Unfortunately, this is the reputation. However, much of the info about Downstate posted on here is simply NOT true. Downstate filled all of its spots in the 2014 match. Last year's residents matched into fellowships at Mt. Sinai, St. Lukes, Brigham and Women's, Cleveland Clinic, and NYU. One of the residents last year that did not go into fellowship was able to secure a $500K gig as head of the department at an institution in the Midwest. Downstate is not seen as competitive as the big 4 in NYC, but you can get to where you want to go if you match there.
Yeah so? This year's fellowship matches are also impressive (NYU, Einstein, UCLA, USC, Beth Israel, Sinai,etc). But running a residency program in a philosophical sense, or rather in all practicality a shrewd business as a malignant employer, with the slogan "the ends justify the means" is heinous and indefensible.

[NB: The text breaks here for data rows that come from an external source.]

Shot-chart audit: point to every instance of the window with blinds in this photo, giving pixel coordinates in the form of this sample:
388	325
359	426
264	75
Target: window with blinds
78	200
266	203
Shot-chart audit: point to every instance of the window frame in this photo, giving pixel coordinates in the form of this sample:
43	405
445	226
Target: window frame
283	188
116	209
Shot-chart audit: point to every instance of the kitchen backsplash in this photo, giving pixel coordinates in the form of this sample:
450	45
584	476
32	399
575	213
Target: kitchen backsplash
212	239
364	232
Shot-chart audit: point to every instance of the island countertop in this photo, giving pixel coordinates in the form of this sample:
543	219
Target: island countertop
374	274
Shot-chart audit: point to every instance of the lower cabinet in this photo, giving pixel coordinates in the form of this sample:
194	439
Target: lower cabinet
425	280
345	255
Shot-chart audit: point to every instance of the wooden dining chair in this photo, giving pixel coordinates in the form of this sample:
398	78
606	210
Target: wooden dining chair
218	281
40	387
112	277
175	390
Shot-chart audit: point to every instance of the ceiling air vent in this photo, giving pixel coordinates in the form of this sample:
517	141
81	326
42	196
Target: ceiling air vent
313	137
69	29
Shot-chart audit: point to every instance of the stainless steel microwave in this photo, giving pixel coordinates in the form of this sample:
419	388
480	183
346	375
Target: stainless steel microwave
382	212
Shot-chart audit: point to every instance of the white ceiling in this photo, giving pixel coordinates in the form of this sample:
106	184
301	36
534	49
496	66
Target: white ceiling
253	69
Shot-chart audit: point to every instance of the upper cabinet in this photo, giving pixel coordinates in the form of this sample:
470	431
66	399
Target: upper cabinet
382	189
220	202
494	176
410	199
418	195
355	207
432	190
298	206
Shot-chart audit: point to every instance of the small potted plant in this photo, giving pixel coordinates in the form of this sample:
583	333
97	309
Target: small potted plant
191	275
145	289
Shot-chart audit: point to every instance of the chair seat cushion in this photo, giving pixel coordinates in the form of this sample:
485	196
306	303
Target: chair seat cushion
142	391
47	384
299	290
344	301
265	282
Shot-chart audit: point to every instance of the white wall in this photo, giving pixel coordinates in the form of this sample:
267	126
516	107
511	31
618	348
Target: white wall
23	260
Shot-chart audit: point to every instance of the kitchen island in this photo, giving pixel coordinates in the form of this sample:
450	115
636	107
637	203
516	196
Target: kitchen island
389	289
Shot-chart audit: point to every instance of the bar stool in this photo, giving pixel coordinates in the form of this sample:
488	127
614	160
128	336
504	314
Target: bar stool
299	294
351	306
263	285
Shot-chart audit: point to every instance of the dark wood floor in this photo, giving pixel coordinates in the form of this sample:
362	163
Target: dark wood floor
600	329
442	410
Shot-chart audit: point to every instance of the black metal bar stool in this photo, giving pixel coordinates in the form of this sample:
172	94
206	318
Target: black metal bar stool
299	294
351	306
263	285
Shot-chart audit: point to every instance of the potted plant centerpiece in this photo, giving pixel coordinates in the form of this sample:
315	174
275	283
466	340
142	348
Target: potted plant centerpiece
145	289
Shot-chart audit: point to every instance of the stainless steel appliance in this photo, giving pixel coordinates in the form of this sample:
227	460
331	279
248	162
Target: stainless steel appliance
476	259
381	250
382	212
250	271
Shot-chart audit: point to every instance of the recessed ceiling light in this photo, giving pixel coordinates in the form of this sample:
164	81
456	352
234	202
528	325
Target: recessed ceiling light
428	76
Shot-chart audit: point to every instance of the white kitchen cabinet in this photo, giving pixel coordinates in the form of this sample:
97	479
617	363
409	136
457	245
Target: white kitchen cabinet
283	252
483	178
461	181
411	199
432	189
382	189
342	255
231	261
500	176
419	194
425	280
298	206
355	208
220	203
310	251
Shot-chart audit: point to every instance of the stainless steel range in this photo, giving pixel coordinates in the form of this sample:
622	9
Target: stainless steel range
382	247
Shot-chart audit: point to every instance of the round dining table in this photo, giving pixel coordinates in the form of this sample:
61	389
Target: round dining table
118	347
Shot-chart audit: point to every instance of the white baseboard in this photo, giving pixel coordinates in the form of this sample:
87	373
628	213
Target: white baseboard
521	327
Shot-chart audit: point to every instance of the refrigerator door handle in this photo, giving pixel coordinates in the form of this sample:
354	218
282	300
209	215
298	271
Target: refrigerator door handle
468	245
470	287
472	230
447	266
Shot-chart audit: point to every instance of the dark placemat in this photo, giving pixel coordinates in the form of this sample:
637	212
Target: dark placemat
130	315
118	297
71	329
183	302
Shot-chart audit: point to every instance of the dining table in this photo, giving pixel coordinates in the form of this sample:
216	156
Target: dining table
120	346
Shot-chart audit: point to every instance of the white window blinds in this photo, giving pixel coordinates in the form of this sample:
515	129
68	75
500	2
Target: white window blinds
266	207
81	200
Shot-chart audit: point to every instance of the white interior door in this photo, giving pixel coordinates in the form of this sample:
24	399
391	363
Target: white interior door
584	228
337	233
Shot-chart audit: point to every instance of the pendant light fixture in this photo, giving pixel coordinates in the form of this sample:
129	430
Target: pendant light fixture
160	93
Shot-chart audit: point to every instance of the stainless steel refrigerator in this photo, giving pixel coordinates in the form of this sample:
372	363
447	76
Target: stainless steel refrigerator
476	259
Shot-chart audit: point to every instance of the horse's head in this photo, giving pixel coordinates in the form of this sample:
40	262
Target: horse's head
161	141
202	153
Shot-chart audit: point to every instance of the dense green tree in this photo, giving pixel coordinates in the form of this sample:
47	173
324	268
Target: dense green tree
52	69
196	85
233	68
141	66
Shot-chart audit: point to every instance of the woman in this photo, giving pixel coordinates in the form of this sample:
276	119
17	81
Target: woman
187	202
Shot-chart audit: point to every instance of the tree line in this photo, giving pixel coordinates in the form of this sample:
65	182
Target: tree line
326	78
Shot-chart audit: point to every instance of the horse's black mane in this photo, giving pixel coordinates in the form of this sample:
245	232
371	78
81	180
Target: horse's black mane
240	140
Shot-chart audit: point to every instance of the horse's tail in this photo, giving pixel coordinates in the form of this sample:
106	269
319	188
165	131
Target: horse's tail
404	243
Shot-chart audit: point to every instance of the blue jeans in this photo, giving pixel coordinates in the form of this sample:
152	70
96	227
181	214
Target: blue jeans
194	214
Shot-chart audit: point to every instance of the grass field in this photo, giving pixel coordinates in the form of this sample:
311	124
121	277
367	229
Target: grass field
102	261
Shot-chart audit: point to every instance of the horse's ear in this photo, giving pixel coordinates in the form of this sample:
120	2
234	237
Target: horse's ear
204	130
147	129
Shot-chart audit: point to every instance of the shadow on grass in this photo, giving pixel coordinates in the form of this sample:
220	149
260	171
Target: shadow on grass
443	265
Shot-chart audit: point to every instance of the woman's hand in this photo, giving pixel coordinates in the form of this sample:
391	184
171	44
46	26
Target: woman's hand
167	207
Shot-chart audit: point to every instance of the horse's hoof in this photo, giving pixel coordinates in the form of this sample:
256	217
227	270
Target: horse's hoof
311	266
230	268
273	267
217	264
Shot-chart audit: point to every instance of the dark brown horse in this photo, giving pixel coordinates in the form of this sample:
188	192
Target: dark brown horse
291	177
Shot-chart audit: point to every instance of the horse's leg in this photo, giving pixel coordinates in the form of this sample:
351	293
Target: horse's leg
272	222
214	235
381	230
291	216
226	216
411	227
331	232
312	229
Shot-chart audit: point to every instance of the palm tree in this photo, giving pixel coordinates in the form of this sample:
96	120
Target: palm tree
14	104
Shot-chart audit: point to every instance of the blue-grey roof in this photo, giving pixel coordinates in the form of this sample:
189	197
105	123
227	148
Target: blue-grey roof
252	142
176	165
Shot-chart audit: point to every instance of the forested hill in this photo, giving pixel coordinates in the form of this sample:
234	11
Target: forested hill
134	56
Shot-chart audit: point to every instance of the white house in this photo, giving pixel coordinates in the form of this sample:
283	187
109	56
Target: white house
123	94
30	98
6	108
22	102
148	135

The fact that residents end up doing well by getting good fellowships or good private practice jobs is a testament to their surviving hell and coming back alive - not anything else the residency program actually intended to impart upon us.
 
so i ended up going to all 4 of them and cancelled some others instead. Now im having a hard time ranking them. Stony/Penn state seemed like nice programs in similar locations, with nice facilities. However, i dont know why but from what I remember, Downstates fellowship match list was significantly stronger than Stony or Penn states. So now i'm not sure which to value more.. nicer facilities, or a better fellowship placement list..
 
Downstate isn't for everyone, but you will be a great Anesthesiologist once you get through. Nothing is handed to you on a plate. You work hard but not overboard (high 50s low 60s hours wise depending on the month, rarely 70). They have a system that gradually advances the difficulty of cases that works great. Lutheran hospital is basically private and you get an attending like experience there. Kings County, obviously, gets a ton of trauma. GSW/stab wounds. The intern year is geared toward anesthesia as well and you will have good opportunities for central lines/a lines during the ICU month (the downstate ICU is run by the anesthesia department). You do have to have thick skin and a sharp tongue though. The staff are unionized and you have to fight for every order you want. If you want a stat lab you draw it yourself. Everyone's disgruntled and it can wear you down if you allow it to. Overall, though, I am happy and, yes, the fellowship placement has been very good.